UPDATE after you added more detail in the question (thanks).

  1. A bookmark-list display state arrived at with incremental pattern matching (e.g. P T), as opposed to, say using a filtering command (I gave an example of that, above), was not captured in a bookmark-list bookmark. I fixed that (i.e., implemented that missing feature) yesterday, having guessed that that's maybe what you tried. (Had you happened to download yesterday's bookmark+-bmu.el that would have been fixed.)

  2. As the doc says, markings are not captured by bookmark-list bookmarks. They are also not captured by the commands you create using C-c C-c (command bmkp-bmenu-define-command) -- that captures only the current sort order, filter, and omit list.

  3. As the doc also says, markings are captured by the much heavier-weight C-c C-S-c (aka C-c C-C, command bmkp-bmenu-define-full-snapshot-command). That captures pretty much everything, at the cost of storing a full bookmark list, list of markings, etc.

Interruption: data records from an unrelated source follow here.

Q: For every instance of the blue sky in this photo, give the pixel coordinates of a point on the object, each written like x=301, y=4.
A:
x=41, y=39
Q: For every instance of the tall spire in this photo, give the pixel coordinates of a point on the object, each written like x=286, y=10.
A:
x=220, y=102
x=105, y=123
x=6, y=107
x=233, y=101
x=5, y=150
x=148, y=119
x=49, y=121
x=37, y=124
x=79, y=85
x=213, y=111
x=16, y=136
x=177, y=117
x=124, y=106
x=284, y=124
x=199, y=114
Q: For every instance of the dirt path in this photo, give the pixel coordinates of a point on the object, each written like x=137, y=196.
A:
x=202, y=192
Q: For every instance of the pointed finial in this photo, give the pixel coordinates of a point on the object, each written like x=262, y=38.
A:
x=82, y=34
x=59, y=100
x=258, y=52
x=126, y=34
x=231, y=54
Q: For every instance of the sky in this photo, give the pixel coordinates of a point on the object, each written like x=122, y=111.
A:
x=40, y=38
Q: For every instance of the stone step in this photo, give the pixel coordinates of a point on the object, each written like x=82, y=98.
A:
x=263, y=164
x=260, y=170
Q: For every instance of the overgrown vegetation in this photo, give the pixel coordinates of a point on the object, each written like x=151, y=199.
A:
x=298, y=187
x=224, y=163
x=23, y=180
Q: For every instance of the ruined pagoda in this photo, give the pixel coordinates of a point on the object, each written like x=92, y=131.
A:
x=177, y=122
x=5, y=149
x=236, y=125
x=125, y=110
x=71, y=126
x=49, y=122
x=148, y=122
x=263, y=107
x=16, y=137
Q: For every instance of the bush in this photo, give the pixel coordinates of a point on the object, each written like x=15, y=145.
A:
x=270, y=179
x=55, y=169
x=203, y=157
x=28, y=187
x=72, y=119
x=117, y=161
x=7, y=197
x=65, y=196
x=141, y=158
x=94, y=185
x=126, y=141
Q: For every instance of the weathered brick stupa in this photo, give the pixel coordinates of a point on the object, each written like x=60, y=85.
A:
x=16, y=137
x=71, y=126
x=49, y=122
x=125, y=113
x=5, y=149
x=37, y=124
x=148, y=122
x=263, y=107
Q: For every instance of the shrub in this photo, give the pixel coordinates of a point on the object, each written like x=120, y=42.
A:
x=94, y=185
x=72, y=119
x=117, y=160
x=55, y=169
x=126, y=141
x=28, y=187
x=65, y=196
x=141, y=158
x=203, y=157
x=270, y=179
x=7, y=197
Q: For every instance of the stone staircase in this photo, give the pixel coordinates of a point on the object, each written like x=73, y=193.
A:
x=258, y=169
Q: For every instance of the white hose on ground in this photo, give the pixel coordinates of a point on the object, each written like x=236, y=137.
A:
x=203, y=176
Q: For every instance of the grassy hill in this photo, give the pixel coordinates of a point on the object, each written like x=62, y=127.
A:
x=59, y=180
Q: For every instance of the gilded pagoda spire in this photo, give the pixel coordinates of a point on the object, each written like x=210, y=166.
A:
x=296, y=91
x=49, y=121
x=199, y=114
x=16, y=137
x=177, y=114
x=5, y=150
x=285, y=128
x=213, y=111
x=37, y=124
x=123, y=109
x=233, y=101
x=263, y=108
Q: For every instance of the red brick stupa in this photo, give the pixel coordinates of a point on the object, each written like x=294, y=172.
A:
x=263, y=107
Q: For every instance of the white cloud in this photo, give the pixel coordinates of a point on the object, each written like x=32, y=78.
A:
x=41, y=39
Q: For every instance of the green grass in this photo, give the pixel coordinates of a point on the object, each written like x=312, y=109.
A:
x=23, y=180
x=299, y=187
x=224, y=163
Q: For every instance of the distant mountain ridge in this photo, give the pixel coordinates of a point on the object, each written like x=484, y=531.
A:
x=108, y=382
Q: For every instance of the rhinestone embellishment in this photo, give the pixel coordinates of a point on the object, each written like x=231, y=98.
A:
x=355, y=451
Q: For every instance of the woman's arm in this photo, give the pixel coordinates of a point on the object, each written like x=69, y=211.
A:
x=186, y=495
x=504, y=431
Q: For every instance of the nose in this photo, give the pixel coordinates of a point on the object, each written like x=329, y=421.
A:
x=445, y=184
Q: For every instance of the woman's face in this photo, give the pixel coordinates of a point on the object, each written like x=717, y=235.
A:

  4. However, there were some bugs in #3 (C-c C-C). I've think I've fixed those today.

Please try the latest bookmark+-bmu.el. And please read up again on the differences between the different ways of capturing and restoring bookmark-list state. Each method has its advantages.


BTW, if you turn off option bmkp-propertize-bookmark-names-flag then the bookmark list you copy and paste somewhere (e.g. here) is much simpler to read and understand. It then has no shared structure that allows for multiple bookmarks with the same name but different behavior/targets. The toggle command for flipping this option value is bmkp-toggle-propertize-bookmark-names. It's also Bookmark+ menu item Toggle > Allowing Identical Bookmark Names.

The ability to have multiple bookmarks with the same name is importantly primarily for autofile bookmarks, whose names are their relative file names: you can have multiple files named foo.el in different directories..

3
  • You're right, I added a more detailed explanation of my problem
    – burek
    Nov 27 '20 at 14:29
  • Works perfectly. Thank you so much!! Also thanks for the tip.
    – burek
    Nov 28 '20 at 11:48
  • Glad it helped. Thanks for the question, which motivated me to take care of the relevant longstanding issues/lacks.